FRIDAY, Aug. 21, 2020 (HealthDay News) -- The decrease in vaccination orders seen during the COVID-19 pandemic could offset increases in vaccinations for adolescents from 2018 to 2019, according to research published in the Aug. 21 issue of the U.S. Centers for Disease Control and Prevention Morbidity and Mortality Weekly Report.
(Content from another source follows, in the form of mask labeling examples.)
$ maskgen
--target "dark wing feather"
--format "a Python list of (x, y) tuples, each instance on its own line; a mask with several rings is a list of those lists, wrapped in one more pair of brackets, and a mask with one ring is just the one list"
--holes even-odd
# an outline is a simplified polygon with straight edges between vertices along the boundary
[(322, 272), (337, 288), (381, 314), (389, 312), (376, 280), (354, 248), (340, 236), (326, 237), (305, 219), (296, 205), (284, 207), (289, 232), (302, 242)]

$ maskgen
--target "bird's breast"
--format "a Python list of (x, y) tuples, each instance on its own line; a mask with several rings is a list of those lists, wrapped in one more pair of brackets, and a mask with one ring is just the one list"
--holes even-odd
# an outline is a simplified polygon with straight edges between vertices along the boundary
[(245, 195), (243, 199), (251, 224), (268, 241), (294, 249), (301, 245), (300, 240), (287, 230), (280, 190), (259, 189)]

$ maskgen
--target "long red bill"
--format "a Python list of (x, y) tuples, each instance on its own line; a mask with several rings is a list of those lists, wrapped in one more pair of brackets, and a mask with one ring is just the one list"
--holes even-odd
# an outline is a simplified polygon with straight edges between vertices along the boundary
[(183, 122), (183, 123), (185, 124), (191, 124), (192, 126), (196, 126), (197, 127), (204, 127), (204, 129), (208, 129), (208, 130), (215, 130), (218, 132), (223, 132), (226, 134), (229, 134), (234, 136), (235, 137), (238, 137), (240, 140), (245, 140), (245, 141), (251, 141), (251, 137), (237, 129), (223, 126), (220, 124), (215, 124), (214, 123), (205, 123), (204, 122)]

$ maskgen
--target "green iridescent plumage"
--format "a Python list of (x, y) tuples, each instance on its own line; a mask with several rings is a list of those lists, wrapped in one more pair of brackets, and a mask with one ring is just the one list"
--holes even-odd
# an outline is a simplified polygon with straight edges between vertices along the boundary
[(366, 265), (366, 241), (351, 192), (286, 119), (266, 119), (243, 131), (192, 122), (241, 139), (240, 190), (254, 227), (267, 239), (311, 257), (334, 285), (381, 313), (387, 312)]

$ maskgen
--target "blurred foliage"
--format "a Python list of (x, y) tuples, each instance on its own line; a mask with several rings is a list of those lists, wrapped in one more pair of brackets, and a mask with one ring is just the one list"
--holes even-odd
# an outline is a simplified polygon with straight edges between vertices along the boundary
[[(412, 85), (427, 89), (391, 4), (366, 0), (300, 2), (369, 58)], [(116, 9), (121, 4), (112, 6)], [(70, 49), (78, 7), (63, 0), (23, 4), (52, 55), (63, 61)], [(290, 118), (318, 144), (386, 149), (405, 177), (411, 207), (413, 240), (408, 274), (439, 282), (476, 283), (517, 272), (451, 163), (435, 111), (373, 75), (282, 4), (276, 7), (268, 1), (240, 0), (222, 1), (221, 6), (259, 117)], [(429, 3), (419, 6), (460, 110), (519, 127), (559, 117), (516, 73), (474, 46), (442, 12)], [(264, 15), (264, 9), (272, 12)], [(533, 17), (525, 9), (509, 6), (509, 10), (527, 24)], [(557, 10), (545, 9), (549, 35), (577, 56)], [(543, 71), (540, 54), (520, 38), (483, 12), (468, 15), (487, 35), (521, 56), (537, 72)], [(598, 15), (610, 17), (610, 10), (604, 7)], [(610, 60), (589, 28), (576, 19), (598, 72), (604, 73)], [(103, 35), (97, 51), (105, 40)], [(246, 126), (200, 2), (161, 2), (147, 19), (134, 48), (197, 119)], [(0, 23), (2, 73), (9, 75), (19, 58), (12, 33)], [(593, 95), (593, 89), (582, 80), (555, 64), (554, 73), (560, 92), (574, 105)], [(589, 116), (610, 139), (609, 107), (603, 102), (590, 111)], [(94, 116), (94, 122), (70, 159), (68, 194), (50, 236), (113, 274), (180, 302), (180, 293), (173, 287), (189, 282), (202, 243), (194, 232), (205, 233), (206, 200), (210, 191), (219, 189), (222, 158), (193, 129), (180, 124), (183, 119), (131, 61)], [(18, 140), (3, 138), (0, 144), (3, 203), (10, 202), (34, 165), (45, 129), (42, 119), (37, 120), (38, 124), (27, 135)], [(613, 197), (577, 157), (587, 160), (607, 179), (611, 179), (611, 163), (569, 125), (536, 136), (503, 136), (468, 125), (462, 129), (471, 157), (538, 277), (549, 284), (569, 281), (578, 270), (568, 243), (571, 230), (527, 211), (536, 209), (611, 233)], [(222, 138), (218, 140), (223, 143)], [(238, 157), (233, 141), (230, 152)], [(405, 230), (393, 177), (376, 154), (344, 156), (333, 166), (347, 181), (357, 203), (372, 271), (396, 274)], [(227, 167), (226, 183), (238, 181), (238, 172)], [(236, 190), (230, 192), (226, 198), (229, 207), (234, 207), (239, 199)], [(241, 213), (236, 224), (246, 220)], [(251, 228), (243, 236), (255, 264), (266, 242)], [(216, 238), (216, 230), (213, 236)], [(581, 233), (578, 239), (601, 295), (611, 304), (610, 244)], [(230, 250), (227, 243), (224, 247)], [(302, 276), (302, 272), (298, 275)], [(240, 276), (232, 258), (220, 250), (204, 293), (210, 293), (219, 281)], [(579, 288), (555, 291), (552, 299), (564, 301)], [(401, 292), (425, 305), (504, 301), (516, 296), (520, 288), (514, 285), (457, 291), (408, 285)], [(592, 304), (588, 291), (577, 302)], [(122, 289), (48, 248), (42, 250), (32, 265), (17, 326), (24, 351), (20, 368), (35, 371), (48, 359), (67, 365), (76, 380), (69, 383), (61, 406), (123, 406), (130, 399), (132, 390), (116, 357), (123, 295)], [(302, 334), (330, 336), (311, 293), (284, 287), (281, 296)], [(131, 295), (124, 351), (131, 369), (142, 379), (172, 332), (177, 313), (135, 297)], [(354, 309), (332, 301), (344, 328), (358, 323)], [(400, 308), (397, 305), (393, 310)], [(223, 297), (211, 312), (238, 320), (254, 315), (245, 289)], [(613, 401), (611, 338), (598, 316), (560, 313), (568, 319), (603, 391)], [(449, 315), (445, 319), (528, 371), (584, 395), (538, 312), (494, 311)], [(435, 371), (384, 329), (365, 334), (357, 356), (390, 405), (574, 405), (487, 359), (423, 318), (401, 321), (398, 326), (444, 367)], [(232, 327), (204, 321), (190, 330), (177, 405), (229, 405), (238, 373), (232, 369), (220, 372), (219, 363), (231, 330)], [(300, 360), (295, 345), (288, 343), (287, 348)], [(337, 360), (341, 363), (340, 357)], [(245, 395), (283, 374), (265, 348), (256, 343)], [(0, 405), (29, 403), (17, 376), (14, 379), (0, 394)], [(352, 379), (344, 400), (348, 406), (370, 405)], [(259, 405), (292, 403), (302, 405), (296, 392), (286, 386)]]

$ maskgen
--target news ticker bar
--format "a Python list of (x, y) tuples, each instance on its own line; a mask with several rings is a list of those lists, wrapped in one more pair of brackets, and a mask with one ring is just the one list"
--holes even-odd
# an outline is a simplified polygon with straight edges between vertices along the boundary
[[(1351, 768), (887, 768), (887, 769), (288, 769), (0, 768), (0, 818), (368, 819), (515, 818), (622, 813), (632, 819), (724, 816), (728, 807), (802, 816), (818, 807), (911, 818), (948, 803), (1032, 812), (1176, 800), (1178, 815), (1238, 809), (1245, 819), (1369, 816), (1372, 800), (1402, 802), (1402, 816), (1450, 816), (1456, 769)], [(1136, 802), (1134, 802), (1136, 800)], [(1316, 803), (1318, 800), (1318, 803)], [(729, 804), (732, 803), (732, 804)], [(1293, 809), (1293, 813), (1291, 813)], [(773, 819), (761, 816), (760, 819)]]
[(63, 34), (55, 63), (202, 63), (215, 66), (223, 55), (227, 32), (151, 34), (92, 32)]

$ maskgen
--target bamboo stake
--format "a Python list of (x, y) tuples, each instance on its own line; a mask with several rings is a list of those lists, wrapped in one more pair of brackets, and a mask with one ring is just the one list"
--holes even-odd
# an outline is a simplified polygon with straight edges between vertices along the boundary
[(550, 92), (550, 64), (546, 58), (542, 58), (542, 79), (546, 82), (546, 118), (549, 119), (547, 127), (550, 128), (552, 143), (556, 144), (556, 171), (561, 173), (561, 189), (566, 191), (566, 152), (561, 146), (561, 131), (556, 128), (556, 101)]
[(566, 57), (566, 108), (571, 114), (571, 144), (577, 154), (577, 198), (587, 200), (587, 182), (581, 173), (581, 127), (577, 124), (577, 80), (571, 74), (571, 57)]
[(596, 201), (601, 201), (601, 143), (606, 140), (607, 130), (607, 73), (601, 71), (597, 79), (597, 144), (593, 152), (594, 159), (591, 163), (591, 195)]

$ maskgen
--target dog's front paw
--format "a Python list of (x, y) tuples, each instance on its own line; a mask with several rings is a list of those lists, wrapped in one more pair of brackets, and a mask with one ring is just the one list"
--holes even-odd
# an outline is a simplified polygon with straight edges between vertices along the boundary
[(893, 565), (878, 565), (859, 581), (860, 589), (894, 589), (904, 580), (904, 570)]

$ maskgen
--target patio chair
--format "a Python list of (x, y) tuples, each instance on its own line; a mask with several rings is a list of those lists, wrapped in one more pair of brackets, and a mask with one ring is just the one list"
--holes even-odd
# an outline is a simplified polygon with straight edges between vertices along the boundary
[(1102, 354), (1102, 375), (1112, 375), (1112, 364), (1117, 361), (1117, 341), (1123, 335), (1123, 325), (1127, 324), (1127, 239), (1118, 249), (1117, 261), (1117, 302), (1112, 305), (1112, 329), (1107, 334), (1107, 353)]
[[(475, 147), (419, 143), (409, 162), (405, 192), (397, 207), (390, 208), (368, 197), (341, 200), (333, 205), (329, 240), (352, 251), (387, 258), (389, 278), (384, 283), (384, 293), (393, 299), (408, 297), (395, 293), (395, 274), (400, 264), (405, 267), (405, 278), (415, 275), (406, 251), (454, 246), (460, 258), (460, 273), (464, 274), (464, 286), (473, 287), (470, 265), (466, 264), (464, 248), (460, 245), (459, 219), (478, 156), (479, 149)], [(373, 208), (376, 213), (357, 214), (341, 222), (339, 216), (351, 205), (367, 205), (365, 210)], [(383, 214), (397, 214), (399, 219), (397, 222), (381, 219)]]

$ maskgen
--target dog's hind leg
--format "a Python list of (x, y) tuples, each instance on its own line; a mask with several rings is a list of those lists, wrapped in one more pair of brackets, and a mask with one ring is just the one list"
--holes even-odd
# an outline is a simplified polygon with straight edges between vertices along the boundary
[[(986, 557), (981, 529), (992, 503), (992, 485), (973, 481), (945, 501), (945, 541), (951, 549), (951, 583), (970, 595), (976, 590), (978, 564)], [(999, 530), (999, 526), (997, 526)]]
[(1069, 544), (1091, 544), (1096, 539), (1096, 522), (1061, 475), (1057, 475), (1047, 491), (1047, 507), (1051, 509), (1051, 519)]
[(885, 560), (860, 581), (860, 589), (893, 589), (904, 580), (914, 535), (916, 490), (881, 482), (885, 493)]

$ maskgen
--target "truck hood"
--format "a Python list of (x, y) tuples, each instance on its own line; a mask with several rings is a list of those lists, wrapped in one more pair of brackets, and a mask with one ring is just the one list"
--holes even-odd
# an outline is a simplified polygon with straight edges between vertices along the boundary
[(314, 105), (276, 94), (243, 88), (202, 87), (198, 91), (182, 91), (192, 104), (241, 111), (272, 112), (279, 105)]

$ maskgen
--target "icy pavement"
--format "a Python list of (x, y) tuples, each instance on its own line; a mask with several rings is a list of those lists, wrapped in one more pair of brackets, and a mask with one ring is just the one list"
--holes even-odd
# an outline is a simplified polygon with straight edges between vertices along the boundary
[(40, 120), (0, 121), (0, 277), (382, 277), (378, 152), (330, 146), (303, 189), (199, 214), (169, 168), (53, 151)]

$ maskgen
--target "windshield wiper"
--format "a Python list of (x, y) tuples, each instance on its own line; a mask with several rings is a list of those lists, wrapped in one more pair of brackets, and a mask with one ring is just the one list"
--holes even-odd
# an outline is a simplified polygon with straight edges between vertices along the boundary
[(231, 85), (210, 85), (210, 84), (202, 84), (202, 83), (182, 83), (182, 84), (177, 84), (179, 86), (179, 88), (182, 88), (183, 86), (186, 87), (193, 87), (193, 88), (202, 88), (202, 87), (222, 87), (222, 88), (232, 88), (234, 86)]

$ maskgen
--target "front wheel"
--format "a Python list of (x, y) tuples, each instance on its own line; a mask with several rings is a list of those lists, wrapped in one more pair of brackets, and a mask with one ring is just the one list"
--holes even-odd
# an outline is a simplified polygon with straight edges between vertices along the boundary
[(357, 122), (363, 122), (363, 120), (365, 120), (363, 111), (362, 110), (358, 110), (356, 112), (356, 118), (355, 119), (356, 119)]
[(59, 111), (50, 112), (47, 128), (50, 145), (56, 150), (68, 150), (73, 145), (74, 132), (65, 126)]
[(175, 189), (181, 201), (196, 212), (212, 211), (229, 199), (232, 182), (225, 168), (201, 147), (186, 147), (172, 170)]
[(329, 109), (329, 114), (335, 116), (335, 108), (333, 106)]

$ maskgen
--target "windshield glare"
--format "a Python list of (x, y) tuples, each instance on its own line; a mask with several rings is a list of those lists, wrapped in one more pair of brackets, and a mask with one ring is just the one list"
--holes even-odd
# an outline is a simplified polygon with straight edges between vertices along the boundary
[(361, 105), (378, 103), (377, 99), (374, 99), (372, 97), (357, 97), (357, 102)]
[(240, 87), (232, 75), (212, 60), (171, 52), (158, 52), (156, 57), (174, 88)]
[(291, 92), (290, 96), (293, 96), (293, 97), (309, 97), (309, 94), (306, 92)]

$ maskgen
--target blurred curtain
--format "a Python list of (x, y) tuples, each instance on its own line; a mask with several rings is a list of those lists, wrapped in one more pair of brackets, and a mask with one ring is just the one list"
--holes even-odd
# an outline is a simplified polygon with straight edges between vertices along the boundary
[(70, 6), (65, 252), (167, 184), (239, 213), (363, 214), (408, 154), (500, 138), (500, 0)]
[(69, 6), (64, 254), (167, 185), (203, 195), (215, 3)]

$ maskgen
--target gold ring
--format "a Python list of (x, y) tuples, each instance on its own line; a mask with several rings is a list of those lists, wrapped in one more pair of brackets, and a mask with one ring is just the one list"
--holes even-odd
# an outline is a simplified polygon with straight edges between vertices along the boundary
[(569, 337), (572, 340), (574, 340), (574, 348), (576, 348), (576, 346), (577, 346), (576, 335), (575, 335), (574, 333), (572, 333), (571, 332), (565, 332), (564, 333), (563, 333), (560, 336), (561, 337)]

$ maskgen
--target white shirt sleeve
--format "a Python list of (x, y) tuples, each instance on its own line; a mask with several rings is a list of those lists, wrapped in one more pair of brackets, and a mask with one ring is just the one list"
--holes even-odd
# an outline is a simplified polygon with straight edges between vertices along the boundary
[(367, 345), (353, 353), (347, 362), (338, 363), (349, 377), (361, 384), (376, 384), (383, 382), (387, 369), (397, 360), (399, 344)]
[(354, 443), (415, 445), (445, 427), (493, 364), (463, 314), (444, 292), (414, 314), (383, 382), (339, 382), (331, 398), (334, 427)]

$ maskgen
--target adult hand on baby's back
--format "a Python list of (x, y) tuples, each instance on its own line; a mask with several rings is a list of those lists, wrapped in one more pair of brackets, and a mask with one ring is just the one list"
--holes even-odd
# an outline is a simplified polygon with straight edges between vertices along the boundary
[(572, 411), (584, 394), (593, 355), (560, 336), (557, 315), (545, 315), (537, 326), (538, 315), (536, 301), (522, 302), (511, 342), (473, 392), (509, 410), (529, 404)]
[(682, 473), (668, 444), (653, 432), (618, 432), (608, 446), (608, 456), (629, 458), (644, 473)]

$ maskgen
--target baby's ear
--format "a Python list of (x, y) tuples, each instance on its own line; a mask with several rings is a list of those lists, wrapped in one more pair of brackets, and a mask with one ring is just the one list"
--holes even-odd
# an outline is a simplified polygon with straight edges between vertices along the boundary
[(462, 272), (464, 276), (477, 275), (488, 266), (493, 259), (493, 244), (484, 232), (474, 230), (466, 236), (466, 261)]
Laurie D. Elam-Evans, Ph.D., from the CDC in Atlanta, and colleagues analyzed data from the 2019 National Immunization Survey-Teen to estimate vaccination coverage among 13- to 17-year-olds in the United States.
The researchers found that from 2018 to 2019, there was an increase in coverage with at least one dose of human papillomavirus (HPV) vaccine, from 68.1 to 71.5 percent; a corresponding increase was noted in the percentage of adolescents who were up to date with the HPV vaccination series (from 51.1 to 54.2 percent). There was also an increase in adolescent receipt of at least one dose of quadrivalent meningococcal conjugate vaccine (MenACWY), from 86.6 to 88.9 percent. Lower coverage with at least one dose of MenACWY and at least one HPV vaccine dose was observed for those living outside a metropolitan statistical area among adolescents living at or above the poverty line. In mid-March 2020, there was a decrease in vaccine orders for the HPV vaccine; tetanus toxoid, reduced diphtheria toxoid, and acellular pertussis vaccine; and MenACWY.
"Ensuring routine immunization services for adolescents, even during the COVID-19 pandemic, is essential to continuing progress in protecting individuals and communities from vaccine-preventable diseases and outbreaks," the authors write.